The Art Institute of Chicago has online a virtual trek through the 1913 International Exhibition of Modern Art, the exhibition known as the Armory Show, which introduced American audiences to new directions in painting and sculpture. The museum also has the show’s catalogue and other documents available as free PDFs. Not to be missed: The Cubies’ A B C, a contemporary sendup of Matisse, Picasso, Stein, and others, words by Mary Mills Lyall, illustrations by Earl Harvey Lyall. A sample:
P’s for Picasso, Picabia and Party
(Who deal in abstractions, distractions and such.)
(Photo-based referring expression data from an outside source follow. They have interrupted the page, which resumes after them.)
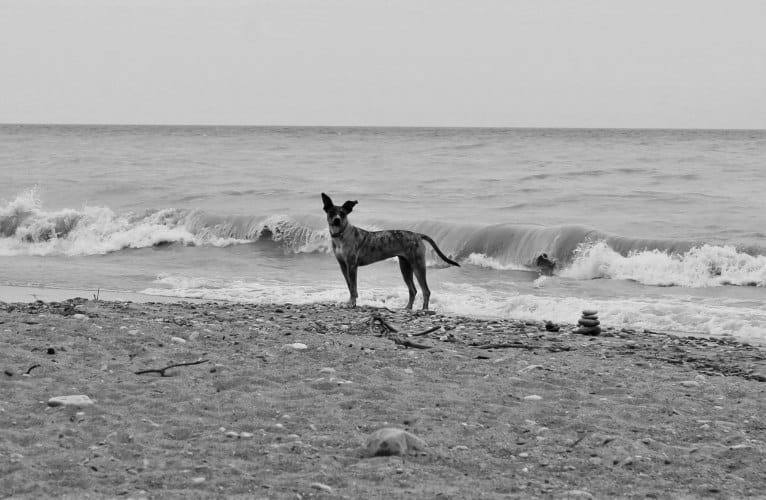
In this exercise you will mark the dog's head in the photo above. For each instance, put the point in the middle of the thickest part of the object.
(337, 216)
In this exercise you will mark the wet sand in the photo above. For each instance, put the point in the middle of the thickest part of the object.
(508, 409)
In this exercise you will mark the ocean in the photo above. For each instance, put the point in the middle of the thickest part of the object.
(656, 229)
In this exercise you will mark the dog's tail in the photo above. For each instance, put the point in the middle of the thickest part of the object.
(439, 252)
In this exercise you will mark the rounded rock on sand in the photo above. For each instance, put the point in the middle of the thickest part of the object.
(392, 441)
(588, 322)
(589, 330)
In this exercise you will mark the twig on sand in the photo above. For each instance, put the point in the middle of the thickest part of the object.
(161, 371)
(409, 343)
(388, 330)
(384, 323)
(512, 345)
(430, 330)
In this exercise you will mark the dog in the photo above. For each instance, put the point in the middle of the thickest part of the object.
(354, 247)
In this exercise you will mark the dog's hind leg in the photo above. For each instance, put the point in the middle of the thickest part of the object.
(420, 273)
(406, 268)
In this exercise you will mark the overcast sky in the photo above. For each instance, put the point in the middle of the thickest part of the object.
(506, 63)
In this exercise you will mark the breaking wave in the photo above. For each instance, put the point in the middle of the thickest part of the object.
(575, 252)
(26, 228)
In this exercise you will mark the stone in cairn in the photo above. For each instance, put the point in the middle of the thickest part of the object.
(589, 323)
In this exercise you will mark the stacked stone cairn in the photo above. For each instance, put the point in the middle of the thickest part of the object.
(589, 323)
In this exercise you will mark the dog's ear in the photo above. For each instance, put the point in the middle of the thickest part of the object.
(328, 204)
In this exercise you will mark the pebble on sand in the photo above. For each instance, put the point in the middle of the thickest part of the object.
(322, 487)
(79, 400)
(392, 441)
When, with vision chaotic and expletives hearty,
You beg of a Cubie their sense to impart, he
Profoundly makes answer: “In little is much.”
—P’s for Picasso, Picabia and Party.
[Making light of Picabia in general and Picasso’s Head of a Woman (Fernande) in particular.]
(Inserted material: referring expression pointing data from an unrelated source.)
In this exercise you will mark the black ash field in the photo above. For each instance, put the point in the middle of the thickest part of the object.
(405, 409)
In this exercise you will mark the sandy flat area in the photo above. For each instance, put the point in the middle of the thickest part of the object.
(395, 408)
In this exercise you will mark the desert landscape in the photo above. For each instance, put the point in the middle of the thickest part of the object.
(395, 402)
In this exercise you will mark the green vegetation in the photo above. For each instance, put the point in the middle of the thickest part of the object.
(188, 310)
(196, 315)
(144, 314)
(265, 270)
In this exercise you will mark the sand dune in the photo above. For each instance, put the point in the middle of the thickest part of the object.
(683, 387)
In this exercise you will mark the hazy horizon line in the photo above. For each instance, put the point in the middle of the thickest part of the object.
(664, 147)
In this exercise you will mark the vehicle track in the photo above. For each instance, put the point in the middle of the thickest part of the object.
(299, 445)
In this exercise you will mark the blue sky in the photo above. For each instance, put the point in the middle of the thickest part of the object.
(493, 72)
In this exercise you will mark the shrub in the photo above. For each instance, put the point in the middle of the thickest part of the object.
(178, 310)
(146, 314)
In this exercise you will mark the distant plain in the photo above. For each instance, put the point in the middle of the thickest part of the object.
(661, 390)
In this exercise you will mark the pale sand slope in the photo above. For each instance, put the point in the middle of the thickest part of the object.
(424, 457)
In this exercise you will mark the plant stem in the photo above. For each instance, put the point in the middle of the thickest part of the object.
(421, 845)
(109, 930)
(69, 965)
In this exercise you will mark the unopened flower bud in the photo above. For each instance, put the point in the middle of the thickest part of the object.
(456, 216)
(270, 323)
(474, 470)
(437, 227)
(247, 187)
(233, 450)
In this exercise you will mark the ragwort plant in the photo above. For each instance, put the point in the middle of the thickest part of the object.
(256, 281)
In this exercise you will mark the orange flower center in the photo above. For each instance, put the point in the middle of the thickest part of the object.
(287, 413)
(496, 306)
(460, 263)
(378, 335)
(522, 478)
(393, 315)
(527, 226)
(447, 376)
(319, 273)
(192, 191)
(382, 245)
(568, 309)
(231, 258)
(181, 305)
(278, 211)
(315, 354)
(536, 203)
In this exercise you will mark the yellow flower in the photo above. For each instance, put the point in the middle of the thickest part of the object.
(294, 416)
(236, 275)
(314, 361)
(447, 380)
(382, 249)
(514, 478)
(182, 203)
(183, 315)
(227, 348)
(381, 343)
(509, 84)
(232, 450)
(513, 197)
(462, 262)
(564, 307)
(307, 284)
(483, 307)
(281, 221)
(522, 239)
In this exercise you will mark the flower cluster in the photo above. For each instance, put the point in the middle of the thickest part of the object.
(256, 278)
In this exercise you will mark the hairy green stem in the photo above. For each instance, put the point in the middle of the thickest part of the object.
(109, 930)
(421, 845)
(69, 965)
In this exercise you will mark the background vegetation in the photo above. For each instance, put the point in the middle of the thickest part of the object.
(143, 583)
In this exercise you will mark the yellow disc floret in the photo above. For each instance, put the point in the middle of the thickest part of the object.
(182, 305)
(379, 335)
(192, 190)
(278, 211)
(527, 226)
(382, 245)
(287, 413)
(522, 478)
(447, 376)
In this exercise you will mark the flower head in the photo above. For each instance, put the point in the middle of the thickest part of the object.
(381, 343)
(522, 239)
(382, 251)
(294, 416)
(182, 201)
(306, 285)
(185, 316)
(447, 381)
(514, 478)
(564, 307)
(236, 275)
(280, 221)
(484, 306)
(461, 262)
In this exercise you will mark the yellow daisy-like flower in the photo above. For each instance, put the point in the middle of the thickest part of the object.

Did “Picasso, Picabia and Party” inspire “Parker, Pound, or Picasso,” Philip Larkin’s encapsulation of all that he loathed in music, writing, and art? My guess is not likely : Larkin was a thoroughgoing provincial, and capable of derisive alliteration on his own. How provincial? From his 1982 Paris Review interview: “Who is Jorge Luis Borges?”
March 1: The Cubies’ A B C has been reprinted.
[The phrase “Parker, Pound, or Picasso” appears in All What Jazz: A Record Diary (1985). Did you know that the 1913 exhibition traveled to New York, Chicago, and Boston? Me neither.]